2020 has been a challenging year. For those subject to retirement account required minimum distributions (RMDs), the challenges of tracking them will continue far past the arrival of a vaccine for Coronavirus. It helps to understand the tax law changes that are behind these new rules:
- The SECURE Act became law in December 2019. It was intended to expand the number of individuals who could contribute to tax-advantaged retirement accounts and help prevent retirees from outliving their savings. The Act pushed out the age at which retirement plan participants must begin required minimum distributions from 70 ½ to 72 and eliminated the 70 ½ age limit for traditional IRA contributions.
- The CARES Act was passed by Congress in late March of 2020. One of the Act’s key features is to provide more flexibility related to savings and withdrawals in retirement accounts. This includes the waiver of RMDs in 2020.

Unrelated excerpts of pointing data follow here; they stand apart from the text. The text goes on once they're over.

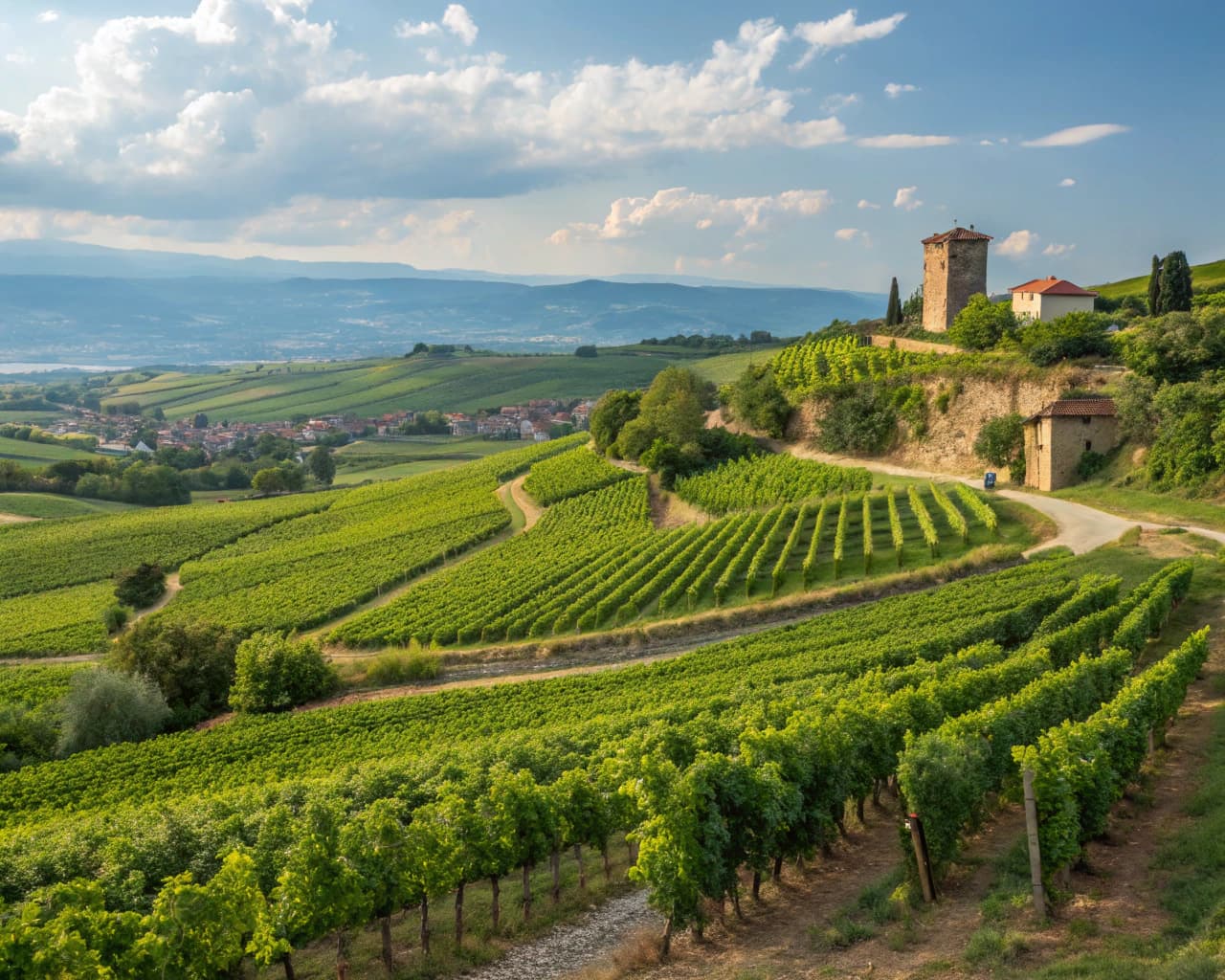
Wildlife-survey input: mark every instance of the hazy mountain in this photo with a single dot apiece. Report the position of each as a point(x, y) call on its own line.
point(215, 315)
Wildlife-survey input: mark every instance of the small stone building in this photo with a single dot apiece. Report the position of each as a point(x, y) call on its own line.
point(954, 267)
point(1058, 435)
point(1048, 299)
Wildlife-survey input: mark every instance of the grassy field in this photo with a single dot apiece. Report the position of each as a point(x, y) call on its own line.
point(447, 384)
point(54, 505)
point(38, 454)
point(1210, 274)
point(1143, 505)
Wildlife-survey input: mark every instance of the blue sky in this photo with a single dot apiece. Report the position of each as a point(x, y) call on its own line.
point(806, 144)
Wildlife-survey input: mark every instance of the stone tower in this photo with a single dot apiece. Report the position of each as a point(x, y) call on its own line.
point(954, 267)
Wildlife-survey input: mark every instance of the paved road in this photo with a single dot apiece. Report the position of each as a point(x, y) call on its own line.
point(1080, 528)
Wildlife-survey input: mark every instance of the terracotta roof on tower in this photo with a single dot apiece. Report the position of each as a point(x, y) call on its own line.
point(957, 234)
point(1053, 287)
point(1077, 408)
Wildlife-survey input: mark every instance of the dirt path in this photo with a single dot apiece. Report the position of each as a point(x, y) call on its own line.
point(532, 511)
point(1080, 528)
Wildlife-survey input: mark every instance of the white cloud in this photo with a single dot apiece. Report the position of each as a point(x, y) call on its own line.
point(838, 100)
point(903, 141)
point(633, 217)
point(905, 199)
point(1079, 135)
point(456, 20)
point(219, 113)
point(1017, 244)
point(842, 31)
point(893, 90)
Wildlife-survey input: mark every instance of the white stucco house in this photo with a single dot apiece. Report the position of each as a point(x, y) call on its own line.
point(1048, 299)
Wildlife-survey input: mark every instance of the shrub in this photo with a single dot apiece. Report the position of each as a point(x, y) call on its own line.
point(192, 665)
point(103, 707)
point(274, 673)
point(115, 617)
point(403, 666)
point(140, 587)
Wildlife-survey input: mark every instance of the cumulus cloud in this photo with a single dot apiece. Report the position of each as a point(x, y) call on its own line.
point(1079, 135)
point(906, 200)
point(456, 20)
point(1017, 244)
point(893, 90)
point(219, 113)
point(631, 217)
point(903, 141)
point(842, 31)
point(838, 100)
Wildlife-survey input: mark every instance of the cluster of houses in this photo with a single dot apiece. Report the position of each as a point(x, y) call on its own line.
point(533, 421)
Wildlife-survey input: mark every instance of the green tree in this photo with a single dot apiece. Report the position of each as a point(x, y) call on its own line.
point(140, 587)
point(322, 464)
point(757, 399)
point(274, 673)
point(103, 707)
point(1175, 283)
point(981, 323)
point(611, 414)
point(1001, 442)
point(893, 310)
point(192, 664)
point(1155, 288)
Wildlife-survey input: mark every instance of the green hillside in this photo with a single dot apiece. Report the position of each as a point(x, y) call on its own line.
point(1211, 274)
point(447, 384)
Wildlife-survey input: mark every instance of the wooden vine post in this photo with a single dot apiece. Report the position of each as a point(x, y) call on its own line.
point(923, 860)
point(1036, 854)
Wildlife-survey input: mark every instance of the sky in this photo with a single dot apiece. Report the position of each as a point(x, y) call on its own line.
point(804, 144)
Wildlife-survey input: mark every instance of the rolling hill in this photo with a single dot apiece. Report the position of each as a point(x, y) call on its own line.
point(1207, 275)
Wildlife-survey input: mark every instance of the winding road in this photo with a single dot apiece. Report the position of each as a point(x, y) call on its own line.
point(1080, 528)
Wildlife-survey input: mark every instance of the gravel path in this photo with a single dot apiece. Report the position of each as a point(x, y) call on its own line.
point(569, 947)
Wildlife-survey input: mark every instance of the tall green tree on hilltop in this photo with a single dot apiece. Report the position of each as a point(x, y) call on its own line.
point(1155, 288)
point(893, 311)
point(1175, 283)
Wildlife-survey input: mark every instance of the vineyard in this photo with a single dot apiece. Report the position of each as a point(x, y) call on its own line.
point(569, 475)
point(283, 563)
point(723, 762)
point(816, 367)
point(766, 480)
point(595, 563)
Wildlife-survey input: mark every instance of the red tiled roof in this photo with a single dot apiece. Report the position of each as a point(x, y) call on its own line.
point(1053, 287)
point(957, 234)
point(1079, 408)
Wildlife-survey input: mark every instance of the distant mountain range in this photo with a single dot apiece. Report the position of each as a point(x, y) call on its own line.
point(62, 301)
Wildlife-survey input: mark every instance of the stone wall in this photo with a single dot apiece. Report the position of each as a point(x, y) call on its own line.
point(1054, 447)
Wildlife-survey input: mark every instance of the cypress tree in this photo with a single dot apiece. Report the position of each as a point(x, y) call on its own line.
point(1155, 288)
point(893, 311)
point(1175, 283)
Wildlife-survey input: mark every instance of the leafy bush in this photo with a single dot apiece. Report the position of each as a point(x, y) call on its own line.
point(862, 421)
point(105, 705)
point(274, 673)
point(140, 587)
point(191, 664)
point(981, 323)
point(403, 666)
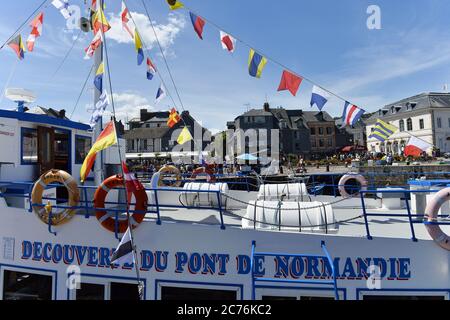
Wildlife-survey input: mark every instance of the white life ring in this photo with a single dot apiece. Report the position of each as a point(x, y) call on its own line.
point(349, 176)
point(431, 214)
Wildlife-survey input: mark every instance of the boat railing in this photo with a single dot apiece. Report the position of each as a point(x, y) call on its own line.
point(85, 205)
point(413, 218)
point(325, 257)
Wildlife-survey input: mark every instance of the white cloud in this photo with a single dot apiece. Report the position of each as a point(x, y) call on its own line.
point(166, 33)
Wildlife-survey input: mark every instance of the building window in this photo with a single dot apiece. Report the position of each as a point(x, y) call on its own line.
point(29, 145)
point(26, 286)
point(260, 120)
point(82, 147)
point(409, 124)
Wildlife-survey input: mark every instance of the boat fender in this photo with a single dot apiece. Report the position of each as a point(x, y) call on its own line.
point(47, 178)
point(107, 218)
point(347, 177)
point(431, 215)
point(204, 170)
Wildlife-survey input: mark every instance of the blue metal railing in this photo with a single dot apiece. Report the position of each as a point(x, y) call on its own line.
point(326, 257)
point(86, 206)
point(412, 218)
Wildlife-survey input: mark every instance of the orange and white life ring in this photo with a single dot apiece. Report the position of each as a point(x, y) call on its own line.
point(47, 178)
point(431, 214)
point(107, 218)
point(204, 171)
point(172, 171)
point(351, 176)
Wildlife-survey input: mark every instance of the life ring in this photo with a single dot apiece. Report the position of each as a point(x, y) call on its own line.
point(349, 176)
point(431, 214)
point(167, 169)
point(106, 218)
point(204, 170)
point(47, 178)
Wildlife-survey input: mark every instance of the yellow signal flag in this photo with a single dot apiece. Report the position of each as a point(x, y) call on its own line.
point(175, 4)
point(185, 136)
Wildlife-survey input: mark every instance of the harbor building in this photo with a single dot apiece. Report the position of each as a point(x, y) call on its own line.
point(426, 116)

- Revised life expectancy tables were released in November 2020 to reflect that we are living longer. These revisions, initially planned to become effective in 2021, will take effect in 2022 and result in slightly smaller RMDs.
Recap of the RMD rule changes for 2020-2022
2020: RMDs are waived for traditional IRAs, SEP and SIMPLE IRAs, and 401ks (but not defined benefit plans). The waiver also applies to inherited IRAs. And, it allows participants who postponed their first RMD from 2019 into 2020 to forgo both the 2019 and 2020 RMDs.
2021: RMDs will again be required using the current life expectancy tables and are calculated as if the 2020 wavier had not occurred. Non-spouse IRA beneficiaries will calculate their 2021 life expectancy factor by subtracting two years from their 2019 factor.
2022: RMDs will be calculated using the new life expectancy tables. For RMDs, no adjustment will be required to begin using the new tables.
A new set of rules applies to non-spouse beneficiaries who inherited accounts. See our related blog Planning Strategies for the End of the Stretch IRA for more information.
With all of these changes, we recommend working with an advisor who can sort through the nuances and run the calculations for your specific situation. They may suggest tax withholding to avoid any unpleasant surprises at tax-filing time. The IRS will impose a penalty of 50% of the total RMD for those who fail to take their RMD. That is certainly an incentive to get it done right.